Closed codeThatThinks closed 4 years ago
It seems that all Microchip DACs default to the interval reference on power up. This is not an issue, just another step that software needs to take when initializing everything.
The op-amp gain equation for the demo board is:
Vout = 1000/68 * (1.65 - Vdac)
With +/-24V rails, the target gain was 48/3.3 = 14.545, so using standard resistor values the gain is a little off, 1000/68 = 14.705.
The resistors are 1% tolerance. If the resistors are at the opposite ends of their tolerance, and the DAC output is at its maximum, then the output is actually:
(1000 * 1.01)/(68 * 0.99) * (1.65 - 3.3) = -24.755
That is an error of 0.755V, which is significant. Note, this is an approximation since the actual gain equation is more complicated when the resistance is not the same for each pair of resistors, so in reality the output would be off by even more.

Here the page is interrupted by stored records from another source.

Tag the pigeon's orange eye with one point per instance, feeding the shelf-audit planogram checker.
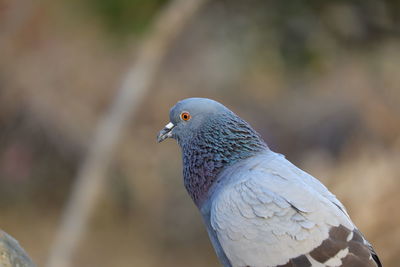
(185, 116)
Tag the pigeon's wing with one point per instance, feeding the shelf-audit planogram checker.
(12, 254)
(265, 214)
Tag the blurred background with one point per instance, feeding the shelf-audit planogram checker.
(320, 80)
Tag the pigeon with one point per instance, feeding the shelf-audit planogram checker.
(259, 209)
(11, 253)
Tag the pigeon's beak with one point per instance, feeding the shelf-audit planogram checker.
(166, 132)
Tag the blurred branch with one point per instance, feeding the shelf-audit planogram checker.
(136, 83)
(11, 252)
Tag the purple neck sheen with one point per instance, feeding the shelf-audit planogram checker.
(221, 142)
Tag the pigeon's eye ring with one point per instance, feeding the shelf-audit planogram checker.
(185, 116)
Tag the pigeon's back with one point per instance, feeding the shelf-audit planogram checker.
(264, 211)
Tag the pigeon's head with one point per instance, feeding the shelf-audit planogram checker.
(189, 116)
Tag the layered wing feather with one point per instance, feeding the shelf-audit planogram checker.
(267, 212)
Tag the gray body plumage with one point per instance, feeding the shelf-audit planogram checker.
(259, 209)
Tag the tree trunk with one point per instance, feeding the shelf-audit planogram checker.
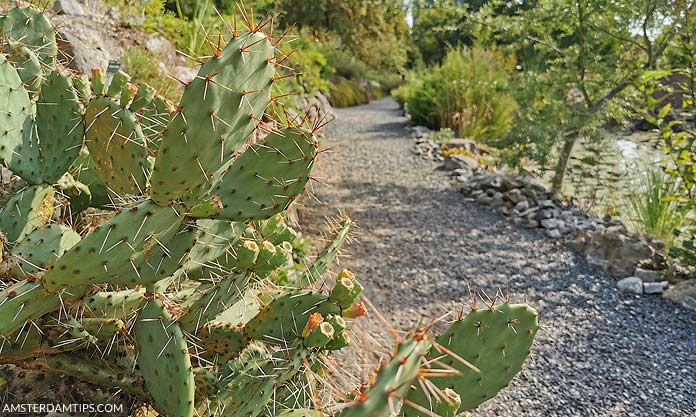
(562, 166)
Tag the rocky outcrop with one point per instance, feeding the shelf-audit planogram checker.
(90, 34)
(683, 293)
(637, 262)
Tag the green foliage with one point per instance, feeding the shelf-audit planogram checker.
(443, 136)
(577, 64)
(373, 31)
(145, 68)
(675, 180)
(467, 92)
(346, 93)
(174, 293)
(438, 26)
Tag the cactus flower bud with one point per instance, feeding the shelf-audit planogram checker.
(356, 310)
(320, 336)
(98, 81)
(315, 319)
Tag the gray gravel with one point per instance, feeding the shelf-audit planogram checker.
(600, 352)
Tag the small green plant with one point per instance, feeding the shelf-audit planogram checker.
(467, 93)
(347, 93)
(144, 67)
(172, 302)
(650, 205)
(442, 136)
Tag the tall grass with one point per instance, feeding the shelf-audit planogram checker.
(467, 92)
(650, 206)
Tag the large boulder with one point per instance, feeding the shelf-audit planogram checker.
(616, 251)
(683, 293)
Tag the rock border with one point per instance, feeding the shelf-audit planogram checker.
(637, 262)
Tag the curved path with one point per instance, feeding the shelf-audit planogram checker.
(421, 246)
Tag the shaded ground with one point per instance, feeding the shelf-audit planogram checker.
(421, 246)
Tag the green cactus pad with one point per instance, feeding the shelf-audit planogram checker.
(214, 299)
(301, 412)
(118, 83)
(27, 64)
(252, 373)
(85, 172)
(114, 304)
(221, 339)
(19, 149)
(82, 87)
(241, 312)
(127, 250)
(27, 300)
(163, 360)
(214, 239)
(41, 248)
(267, 177)
(95, 371)
(103, 329)
(26, 211)
(78, 194)
(217, 113)
(392, 381)
(328, 255)
(115, 142)
(30, 27)
(59, 125)
(286, 316)
(26, 343)
(276, 230)
(495, 341)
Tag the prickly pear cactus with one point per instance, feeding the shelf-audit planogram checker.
(147, 253)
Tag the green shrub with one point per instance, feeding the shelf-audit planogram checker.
(145, 68)
(344, 64)
(309, 60)
(467, 92)
(347, 93)
(650, 208)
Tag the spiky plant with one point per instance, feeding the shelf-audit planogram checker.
(171, 301)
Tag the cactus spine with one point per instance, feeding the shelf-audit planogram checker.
(175, 289)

For rev 1, the power rails are now +/-15V, so the new gain equation is:
Vout = 1000/110 * (1.65 - Vdac)
This ratio of nominal resistor values actually matches the target gain, where 1000/110 = 30/3.3 = 9.09. If 1% resistors are used, then the maximum error is approximately 0.303V. This is still probably too much, as it should really be somewhere around +/-0.1V. Therefore, 0.1% resistors should be used.
The differential receiver threshold voltage will be replaced with a 1 channel DAC for rev 1. This simplifies the board layout a lot and cuts down on the BOM cost. This way, the software will have to calculate the required receiver threshold voltage and set it when switching to differential mode. If this were to be done in hardware, a 4 channel 4:1 demux (a 24 pin chip) + dual opamp circuit would be required to handle all of the threshold voltage combinations depending on whether or not the microcontroller output is inverted. That is for each I/O channel pair. (We need to be able to invert an I/O channel output in software in order to handle some differential protocols).
I've chosen the 1 channel version of the MCP4728, which is the MCP4725. An op-amp circuit similar to the 4 ch DAC will be used to scale the output to +/-15V.
I think we will have enough pins free on the MCU to run each DAC output to an ADC channel. For 4 I/O channels, that will be (4 + 1) * 2 = 10 DAC outputs. We can choose whether or not we want to use this for calibration, and whether or not we need it, but for rev 1 I will include it on the board.
We might run into issues noise coupling onto the ADC lines, which might make calibration difficult/impossible, but we need to build it to find out.